On suit un mouvement d’investigation, un trajet de savoir, tous les gestes mobilisés par les écrivains afin de faire ressurgir des figures de l’ombre. On « découvre » ces figures, dans tous les sens du terme. On les dépouille de cette « couverture » de l’habitude afin de les connaître plus en profondeur, de creuser les non-dits.
Cependant, peut être que l’accumulation d’objets a été une manière pour le père de nourrir son rapport au monde. Peut-être que le souvenir épuise effectivement la mémoire, et que le garder au fond de soi, de manière souterraine, est ce qui lui a permis de former sa propre perception des choses : « Certaines images nous consument, même une fois oubliées. […] Je me demande quelle forme ont ces souvenirs qui sommeillent en nous avant d’être ainsi réactivés, cette mémoire qu’on ignore posséder, si elle n’est pas plus fertile à l’état de jachère et si ce n’est pas précisément pour cela que mon père a choisi de ne pas y toucher. »

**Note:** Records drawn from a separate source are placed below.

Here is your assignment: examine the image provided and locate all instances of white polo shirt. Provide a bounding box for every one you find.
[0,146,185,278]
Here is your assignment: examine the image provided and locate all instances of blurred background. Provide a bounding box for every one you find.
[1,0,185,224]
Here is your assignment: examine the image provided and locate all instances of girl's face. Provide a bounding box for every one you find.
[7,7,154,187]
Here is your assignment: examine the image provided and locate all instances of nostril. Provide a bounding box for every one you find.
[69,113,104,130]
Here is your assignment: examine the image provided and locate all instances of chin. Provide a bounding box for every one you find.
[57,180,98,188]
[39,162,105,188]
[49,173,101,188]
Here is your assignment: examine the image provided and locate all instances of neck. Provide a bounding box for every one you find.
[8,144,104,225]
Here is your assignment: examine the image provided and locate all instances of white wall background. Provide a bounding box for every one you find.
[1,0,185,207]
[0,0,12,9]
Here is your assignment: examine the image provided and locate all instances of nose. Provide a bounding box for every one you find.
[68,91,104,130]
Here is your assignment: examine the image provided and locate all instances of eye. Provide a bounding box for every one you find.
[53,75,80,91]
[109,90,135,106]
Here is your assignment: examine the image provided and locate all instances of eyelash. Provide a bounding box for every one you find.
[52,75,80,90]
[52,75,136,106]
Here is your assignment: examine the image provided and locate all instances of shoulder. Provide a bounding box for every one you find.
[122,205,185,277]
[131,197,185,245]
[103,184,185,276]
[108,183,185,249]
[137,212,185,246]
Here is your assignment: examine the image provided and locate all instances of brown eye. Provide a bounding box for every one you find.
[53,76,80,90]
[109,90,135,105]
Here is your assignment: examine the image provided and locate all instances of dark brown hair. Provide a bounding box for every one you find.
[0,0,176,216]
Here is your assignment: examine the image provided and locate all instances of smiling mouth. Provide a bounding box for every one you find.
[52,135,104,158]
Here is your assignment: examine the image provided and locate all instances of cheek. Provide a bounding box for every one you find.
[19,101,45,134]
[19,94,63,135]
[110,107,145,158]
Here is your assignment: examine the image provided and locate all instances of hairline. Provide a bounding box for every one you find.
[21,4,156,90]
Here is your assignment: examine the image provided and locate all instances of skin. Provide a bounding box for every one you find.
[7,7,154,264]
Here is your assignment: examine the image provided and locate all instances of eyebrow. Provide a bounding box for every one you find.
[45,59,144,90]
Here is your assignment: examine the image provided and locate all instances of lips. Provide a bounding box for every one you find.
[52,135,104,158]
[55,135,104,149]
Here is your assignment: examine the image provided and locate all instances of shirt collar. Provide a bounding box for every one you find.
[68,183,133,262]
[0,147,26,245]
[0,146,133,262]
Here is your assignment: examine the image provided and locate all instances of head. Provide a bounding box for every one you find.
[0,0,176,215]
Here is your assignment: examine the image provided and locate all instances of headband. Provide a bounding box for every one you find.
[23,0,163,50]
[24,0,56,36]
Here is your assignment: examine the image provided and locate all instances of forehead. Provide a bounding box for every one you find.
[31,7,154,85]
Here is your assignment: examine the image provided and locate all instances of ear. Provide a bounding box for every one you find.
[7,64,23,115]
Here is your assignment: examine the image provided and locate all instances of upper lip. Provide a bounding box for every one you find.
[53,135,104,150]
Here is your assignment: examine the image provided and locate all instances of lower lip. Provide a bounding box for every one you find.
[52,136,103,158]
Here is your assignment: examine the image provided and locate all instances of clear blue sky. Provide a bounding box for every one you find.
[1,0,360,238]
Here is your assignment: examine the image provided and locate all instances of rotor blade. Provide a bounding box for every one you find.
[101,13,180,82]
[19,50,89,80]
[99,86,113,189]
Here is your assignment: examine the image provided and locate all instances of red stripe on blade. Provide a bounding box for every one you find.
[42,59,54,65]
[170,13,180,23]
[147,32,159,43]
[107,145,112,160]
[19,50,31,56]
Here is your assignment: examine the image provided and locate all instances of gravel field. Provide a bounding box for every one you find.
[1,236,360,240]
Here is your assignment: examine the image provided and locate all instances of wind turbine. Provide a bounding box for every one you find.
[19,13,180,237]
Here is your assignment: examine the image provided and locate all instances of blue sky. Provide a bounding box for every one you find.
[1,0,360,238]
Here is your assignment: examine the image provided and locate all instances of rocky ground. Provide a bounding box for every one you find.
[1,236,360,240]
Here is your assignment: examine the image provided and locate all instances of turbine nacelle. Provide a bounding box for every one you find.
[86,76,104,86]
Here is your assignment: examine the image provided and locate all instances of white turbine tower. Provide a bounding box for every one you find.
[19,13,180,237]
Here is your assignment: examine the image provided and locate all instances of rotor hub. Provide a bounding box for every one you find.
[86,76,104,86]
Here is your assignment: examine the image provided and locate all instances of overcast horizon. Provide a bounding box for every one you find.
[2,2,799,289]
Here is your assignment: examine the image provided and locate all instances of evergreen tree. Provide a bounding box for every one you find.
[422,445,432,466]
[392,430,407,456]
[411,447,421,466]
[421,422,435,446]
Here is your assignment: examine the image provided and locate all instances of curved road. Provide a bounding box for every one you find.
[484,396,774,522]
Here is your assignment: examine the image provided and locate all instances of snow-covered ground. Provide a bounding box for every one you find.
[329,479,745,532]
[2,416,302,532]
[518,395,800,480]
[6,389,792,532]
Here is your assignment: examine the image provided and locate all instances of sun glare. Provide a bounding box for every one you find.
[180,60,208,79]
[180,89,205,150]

À travers son projet mêlant enquête et enjeux testimoniaux, Hélène Gaudy participe elle-même au « travail » de son père : « En recopiant ses mots, je me rends compte que c’est précisément ce que je suis en train de faire. J’ajoute mes îles aux siennes. Je continue sa collection. »
Archipels est lui aussi un assemblage, une accumulation d’impressions et de souvenirs, créant un objet unique : un véritable témoignage d’amour et d’admiration d’une fille envers son père : « Une partie de moi a eu peur de lui avoir fait ce cadeau juste pour pouvoir le raconter. Je n’aurais pas voulu faire un geste d’amour pour pouvoir l’écrire. À moins que l’écriture soit un geste d’amour. Elle aussi. »
À la suite de cette lecture, nous n’avons qu’une envie : retrouver nos parents, et les serrer dans nos bras autant que possible.
- Hélène Gaudy, Archipels, Éditions de l’Olivier, 19 août 2024.